酸性ウレタン系樹脂の例には、酸性ウレタン(メタ)アクリル系樹脂も含まれるが、これは、酸性(メタ)アクリル系樹脂の例にも含まれる。
(メタ)アクリルは、メタクリル、アクリル、またはこれらの組み合わせを含むことを意味し、(メタ)アクリル系樹脂は、メタクリル単位を含む樹脂、アクリル単位を含む樹脂、またはこれらの単位をともに含む樹脂を意味する。
酸性樹脂としては、酸性基を有する樹脂であってもよいし、インクの製造において、原料として、酸性水分散性樹脂を用いることでもよい。酸性樹脂としては、酸性基を有する樹脂が好ましく、酸性基としては、カルボキシ基、スルホ基、リン酸基等が好ましい。
酸性樹脂の重量平均分子量は、樹脂の種類によっても異なるが、例えば、5,000〜200,000が好ましく、10,000〜150,000がより好ましい。例えば、酸性ウレタン系樹脂の重量平均分子量は、5,000〜50,000が好ましく、10,000〜30,000がより好ましい。酸性(メタ)アクリル系樹脂の重量平均分子量は、10,000〜200,000が好ましく、30,000〜150,000がより好ましい。
樹脂の重量平均分子量は、GPC法で標準ポリスチレン換算で求めた値である。以下で述べるポリマー等における重量平均分子量についても同様である。

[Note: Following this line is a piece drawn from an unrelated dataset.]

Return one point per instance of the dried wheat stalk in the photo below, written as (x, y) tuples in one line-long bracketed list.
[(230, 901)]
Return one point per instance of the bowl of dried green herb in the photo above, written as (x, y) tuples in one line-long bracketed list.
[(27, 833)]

例えば、油中水(W/O)型エマルションの油中乾燥法を用いた方法で、分散剤を製造する場合等では、酸性樹脂とするために、酸性水分散性樹脂を用いることが好ましい。酸性水分散性樹脂は、インクの製造において、例えば水などの液体に予め分散された分散体(水中油型(O/W)の樹脂エマルション)の形態で加えることが望ましい。水分散体を用いた場合、水分散体に含まれる水は、インクの製造工程で除去されることが好ましい。

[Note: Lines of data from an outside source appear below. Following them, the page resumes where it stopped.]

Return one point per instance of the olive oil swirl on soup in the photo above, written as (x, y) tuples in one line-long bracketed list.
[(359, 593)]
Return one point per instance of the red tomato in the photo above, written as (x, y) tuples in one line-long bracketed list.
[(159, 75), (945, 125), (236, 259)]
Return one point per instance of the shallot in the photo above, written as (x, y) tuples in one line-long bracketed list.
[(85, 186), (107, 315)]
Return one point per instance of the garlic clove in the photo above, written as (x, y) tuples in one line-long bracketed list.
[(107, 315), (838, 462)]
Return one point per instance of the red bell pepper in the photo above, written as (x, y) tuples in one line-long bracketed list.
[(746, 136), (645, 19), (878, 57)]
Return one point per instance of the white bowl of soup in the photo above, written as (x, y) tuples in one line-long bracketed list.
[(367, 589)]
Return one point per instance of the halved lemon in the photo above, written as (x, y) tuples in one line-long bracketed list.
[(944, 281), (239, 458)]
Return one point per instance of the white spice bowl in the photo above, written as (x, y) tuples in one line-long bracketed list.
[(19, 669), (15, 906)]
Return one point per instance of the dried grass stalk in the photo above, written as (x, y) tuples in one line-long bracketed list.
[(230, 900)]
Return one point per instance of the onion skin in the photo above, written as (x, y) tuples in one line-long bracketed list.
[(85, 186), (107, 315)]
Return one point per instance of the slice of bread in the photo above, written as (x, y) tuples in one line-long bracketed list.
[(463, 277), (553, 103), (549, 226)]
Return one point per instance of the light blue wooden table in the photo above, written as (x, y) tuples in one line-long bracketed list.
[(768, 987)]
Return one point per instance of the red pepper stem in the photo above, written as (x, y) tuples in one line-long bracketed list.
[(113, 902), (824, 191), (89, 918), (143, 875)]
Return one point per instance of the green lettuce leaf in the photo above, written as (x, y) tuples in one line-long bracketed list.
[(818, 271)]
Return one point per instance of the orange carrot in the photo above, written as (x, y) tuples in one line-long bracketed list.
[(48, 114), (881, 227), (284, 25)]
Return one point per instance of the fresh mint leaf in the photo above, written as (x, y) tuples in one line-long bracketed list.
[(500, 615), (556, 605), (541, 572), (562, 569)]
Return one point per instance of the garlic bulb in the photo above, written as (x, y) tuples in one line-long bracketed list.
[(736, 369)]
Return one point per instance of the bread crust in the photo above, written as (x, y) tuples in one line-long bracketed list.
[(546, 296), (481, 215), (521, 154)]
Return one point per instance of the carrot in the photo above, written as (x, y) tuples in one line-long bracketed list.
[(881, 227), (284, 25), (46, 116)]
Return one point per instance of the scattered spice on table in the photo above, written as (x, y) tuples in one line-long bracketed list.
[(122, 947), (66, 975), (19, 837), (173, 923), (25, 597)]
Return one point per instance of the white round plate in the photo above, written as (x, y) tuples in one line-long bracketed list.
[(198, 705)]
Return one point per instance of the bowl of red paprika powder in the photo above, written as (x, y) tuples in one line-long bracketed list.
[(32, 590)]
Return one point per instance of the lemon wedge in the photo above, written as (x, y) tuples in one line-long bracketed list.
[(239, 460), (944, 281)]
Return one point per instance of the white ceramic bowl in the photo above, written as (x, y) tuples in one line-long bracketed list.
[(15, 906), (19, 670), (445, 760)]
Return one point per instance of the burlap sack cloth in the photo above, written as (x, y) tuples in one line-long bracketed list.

酸性水分散性樹脂は、自己乳化型樹脂のように、樹脂が有する酸性基が粒子表面に存在するものでもよいし、樹脂粒子表面が酸性の樹脂粒子分散剤を付着させる等の表面処理されたものでもよい。酸性樹脂は、これらのいずれから得られたものでもよい。酸性基は、代表的にはカルボキシ基、スルホ基、リン酸基等である。酸性樹脂は、酸性基とともに塩基性基を含む場合は、前述したORP値が高くなる傾向を示す範囲内であることが好ましい。酸性の樹脂粒子分散剤は、陰イオン界面活性剤等である。
酸性ウレタン系樹脂の合成方法は特に限定されない。酸性ウレタン系樹脂は、例えば、ポリオールと、ポリイソシアネートとを反応させて得ることができる。

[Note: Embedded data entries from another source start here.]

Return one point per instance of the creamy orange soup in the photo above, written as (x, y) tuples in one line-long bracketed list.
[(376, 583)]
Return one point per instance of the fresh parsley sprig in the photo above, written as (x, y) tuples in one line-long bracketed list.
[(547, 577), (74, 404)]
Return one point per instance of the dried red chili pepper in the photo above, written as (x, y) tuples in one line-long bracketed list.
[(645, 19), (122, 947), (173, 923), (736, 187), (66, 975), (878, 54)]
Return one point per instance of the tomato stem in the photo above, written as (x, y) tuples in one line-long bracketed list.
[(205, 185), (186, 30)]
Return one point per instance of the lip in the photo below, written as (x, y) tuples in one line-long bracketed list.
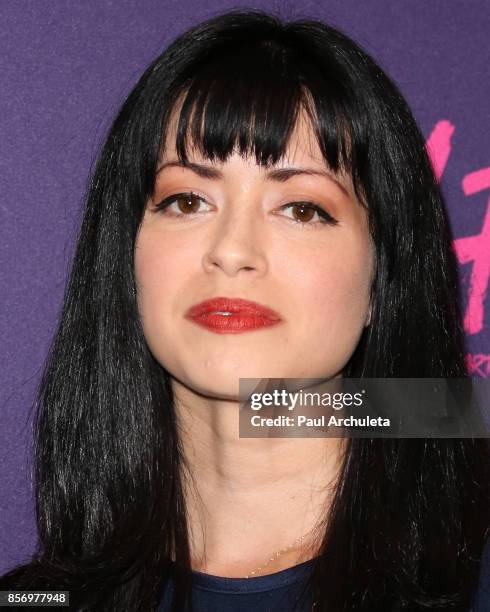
[(245, 315)]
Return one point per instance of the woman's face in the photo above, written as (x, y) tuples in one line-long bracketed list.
[(242, 234)]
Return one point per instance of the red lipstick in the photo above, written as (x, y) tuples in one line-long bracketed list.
[(224, 315)]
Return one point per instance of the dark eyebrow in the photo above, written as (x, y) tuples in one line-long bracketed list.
[(280, 174), (199, 169)]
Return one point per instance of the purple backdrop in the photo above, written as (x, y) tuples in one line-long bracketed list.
[(65, 68)]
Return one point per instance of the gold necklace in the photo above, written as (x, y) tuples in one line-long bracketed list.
[(279, 553)]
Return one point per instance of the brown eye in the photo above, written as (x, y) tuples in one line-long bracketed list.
[(188, 202), (184, 204), (304, 212)]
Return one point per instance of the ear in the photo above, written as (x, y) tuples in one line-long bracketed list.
[(368, 318)]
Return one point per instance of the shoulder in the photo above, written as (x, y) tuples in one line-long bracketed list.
[(482, 597)]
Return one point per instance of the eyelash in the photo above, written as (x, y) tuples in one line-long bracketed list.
[(324, 217)]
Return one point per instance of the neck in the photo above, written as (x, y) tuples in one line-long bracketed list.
[(247, 498)]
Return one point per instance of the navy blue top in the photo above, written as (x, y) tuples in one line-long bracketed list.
[(277, 592)]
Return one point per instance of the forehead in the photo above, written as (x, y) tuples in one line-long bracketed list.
[(302, 149)]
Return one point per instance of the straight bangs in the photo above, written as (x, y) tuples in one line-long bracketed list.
[(248, 99)]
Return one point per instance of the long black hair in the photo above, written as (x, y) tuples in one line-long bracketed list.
[(409, 519)]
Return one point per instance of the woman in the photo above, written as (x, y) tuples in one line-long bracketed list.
[(271, 169)]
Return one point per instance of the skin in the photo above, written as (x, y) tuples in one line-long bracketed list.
[(249, 497)]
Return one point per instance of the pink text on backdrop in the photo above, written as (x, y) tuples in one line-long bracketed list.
[(473, 249)]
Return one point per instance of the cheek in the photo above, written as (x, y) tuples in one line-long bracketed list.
[(158, 271)]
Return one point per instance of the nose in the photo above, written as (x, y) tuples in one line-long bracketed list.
[(236, 244)]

ポリオールとしては、例えば、ポリテトラメチレングリコール、2、2−ジメチロールブタン酸、1,4−ブタンジオール、ジエタノールアミン等が挙げられる。また、ポリオールとしては、例えば、ジエタノールアミン等のジアルカノールアミンとアクリル酸等のアクリロイルオキシ基を有する化合物とをマイケル付加反応させて得られたジオールを用いてもよい。これらのポリオールは、1種を単独で、または2種以上を組み合わせて用いることができる。用いられるポリオールの少なくとも1種が、酸性基を有することが好ましい。
ポリイソシアネートとしては、例えば、ヘキサメチレンジイソシアネート等のジイソシアネート等を用いることができる。ポリイソシアネートは、1種を単独で、または2種以上を組み合わせて用いることができる。
酸性ウレタンウレア系樹脂は、例えば、ポリオールとポリイソシアネートとを反応させてウレタンプレポリマーを得たのち、得られたウレタンプレポリマーと、水及び/又はポリアミン化合物と反応させて得ることができる。ポリオール及びポリイソシアネートについては、上述の通りである。ポリアミン化合物としては、例えば、ヘキサンジアミン等を用いることができる。
酸性(メタ)アクリル系樹脂の合成方法は特に限定されない。例えば、アルキル(メタ)アクリレート等の(メタ)アクリル酸エステル、(メタ)アクリル酸等の1または2以上のモノマーを用いて重合することで得ることができる。酸性(メタ)アクリル系樹脂の合成に用いるモノマーのうちの少なくとも1種が、酸性基を有することが好ましい。
酸性水分散性樹脂の水分散体は、樹脂をイオン交換水等の水中に分散させたものであるが、樹脂を水に分散させて水分散体を製造する際に、アンモニア等を加えることが好ましい。水分散体を製造する際に添加されたアンモニア等は、インクの製造工程で、例えば水分散体中の水とともに、除去されることが好ましい。
酸性水分散性ウレタン系樹脂の水分散体の市販品としては、例えば、三井化学株式会社製「タケラックWS−5984」(商品名)、「タケラックWS−4022」(商品名)、第一工業製薬株式会社製「スーパーフレックス740」(商品名)、「スーパーフレックス150H」(商品名)、三洋化成工業株式会社製「ユーコートUWS−145」(商品名)、ダイセル・オルネクス株式会社製「DAOTAN TW−6493」(商品名)、「DAOTAN TW−6490」(商品名)等が挙げられる。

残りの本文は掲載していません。